Another note: In my experience, RoCE works much better on CX4+ generation. CX3 is best with Infiniband. I think some firmwares on the CX3 generation, has a messed up config for RoCE. But running Infiniband is not a complex task, is way easier than people think, like 10x easier and faster to setup than Ethernet.
- 2x Framework Desktop AI Mainboards with 128GB of RAM for $3150 each
- 2x 100G Ethernet controllers for ~$500 each
So the Framework board has a single PCI-e 4.0 x4 slot, which amounts to 8GB/s or 64Gbps theoretical so you're not getting 100G. Also, the 100G cards all seem to be PCI-e x16 slots for obvious reasons so you need a riser or an adapter or something to even get them to work.
I don't know how hot a 100GbE copper NIC runs but, from experience, 10GbE NICs have been basically giant heatsinks, basically. So fiber might be advisable and I expect short fiber cables here probably aren't cost-prohibitive given everything else.
As an aside, if you are using Ethernet for clustering and you're clustering 2 devices, in an ideal world you'd be using simplex Ethernet but that's not an option here.
I wonder if the author considered USB 4.0 for clustering? I ask because I know people who have clustered Mac Studios over TB5 and that bandwidth is up to 120Gbps. The version of USB4 on the Ryzen AI 395 seems to be 40Gbps, which isn't that far off 8GB/s over PCI-e 4.0 x4.
But the limiting factor with Strix Halo (and DGX Spark for that matter) is memory bandwidth, both under 300GB/s. The obvious comparison is to the Mac Studio. Unfortunately the largest spec they currently sell is 96GB. It had been as high as 512GB. And 96GB is $6700+ but you're also getting way better performance AFAICT eg [1]. The M3 Ultra has ~900GB/s memory bandwidth.
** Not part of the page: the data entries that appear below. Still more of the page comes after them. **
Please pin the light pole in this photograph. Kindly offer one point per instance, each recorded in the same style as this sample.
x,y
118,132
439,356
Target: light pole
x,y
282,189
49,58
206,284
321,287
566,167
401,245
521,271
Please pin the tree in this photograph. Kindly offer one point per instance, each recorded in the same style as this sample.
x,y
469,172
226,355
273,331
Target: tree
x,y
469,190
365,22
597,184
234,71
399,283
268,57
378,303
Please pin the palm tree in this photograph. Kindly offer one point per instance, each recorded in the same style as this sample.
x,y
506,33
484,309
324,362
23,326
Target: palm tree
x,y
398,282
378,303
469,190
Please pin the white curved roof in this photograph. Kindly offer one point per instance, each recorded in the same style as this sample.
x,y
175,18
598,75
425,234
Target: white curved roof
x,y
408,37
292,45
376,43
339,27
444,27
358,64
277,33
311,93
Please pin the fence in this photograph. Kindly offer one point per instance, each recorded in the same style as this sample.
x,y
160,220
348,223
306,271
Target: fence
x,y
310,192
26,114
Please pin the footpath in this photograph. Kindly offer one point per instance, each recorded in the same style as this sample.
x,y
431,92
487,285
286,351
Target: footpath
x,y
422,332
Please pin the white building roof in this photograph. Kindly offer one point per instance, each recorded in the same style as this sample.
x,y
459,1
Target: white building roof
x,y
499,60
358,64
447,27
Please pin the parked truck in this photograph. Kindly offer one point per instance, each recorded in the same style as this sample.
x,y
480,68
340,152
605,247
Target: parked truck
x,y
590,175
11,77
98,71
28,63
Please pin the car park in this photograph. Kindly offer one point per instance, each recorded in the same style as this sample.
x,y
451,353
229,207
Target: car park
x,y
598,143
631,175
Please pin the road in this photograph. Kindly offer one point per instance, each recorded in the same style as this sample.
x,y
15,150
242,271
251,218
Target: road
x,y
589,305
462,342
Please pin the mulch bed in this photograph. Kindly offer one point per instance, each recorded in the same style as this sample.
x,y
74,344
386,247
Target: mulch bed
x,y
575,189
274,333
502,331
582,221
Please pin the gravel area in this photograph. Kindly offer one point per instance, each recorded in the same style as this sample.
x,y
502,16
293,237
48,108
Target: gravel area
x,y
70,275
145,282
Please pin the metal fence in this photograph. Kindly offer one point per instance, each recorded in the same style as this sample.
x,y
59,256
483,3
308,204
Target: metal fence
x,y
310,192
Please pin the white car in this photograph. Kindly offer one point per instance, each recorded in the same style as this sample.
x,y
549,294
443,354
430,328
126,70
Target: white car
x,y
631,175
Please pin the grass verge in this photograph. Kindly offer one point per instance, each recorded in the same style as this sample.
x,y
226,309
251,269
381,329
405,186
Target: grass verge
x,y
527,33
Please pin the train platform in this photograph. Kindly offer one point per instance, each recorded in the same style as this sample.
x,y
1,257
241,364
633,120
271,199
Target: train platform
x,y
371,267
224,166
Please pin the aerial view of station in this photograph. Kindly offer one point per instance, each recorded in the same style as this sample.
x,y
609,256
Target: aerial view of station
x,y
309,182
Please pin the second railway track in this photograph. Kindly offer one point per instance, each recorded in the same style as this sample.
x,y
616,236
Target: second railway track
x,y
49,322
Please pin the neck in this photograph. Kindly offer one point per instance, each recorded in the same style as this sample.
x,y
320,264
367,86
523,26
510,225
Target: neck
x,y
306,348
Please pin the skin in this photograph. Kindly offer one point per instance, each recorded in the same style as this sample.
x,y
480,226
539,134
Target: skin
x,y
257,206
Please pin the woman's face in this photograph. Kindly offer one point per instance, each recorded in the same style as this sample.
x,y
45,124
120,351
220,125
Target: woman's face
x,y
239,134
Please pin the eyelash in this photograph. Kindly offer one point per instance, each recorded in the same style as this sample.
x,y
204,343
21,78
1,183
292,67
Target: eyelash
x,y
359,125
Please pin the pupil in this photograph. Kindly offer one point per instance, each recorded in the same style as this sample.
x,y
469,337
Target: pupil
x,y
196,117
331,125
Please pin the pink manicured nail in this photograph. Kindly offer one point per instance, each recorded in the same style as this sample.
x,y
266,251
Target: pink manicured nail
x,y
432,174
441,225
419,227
You can alternatively buy a Macbook Pro with M5 Max and 128GB of RAM (now $8000, was $5500-6000 a few days ago) but that tops out at ~600GB/s, which is still double these mini AI boxes.
Oh and if you don't want to go the way of these Framework motherboards, you can buy a whole 128GB Strix Halo PC for $3k or less.
I think the main point here though is we're only a few years away from running 300B+ (or even 1T+) param models at useful speeds on enthusiast hardware.
[1]: https://www.reddit.com/r/LocalLLaMA/comments/1u5mfaq/you_can...
AI + 100GBE (under load) + tiny box = unreliable and eead very quickly.
And could you not use something like an N5 + iSCSI for storage?
Why do you do all this? To avoid collisions and the loss of effective bandwidth from back-offs.
It only really works with 2 computers because if you add a 3rd, now you need 12 NICs instead of 4 for unidirectional point-to-point connections.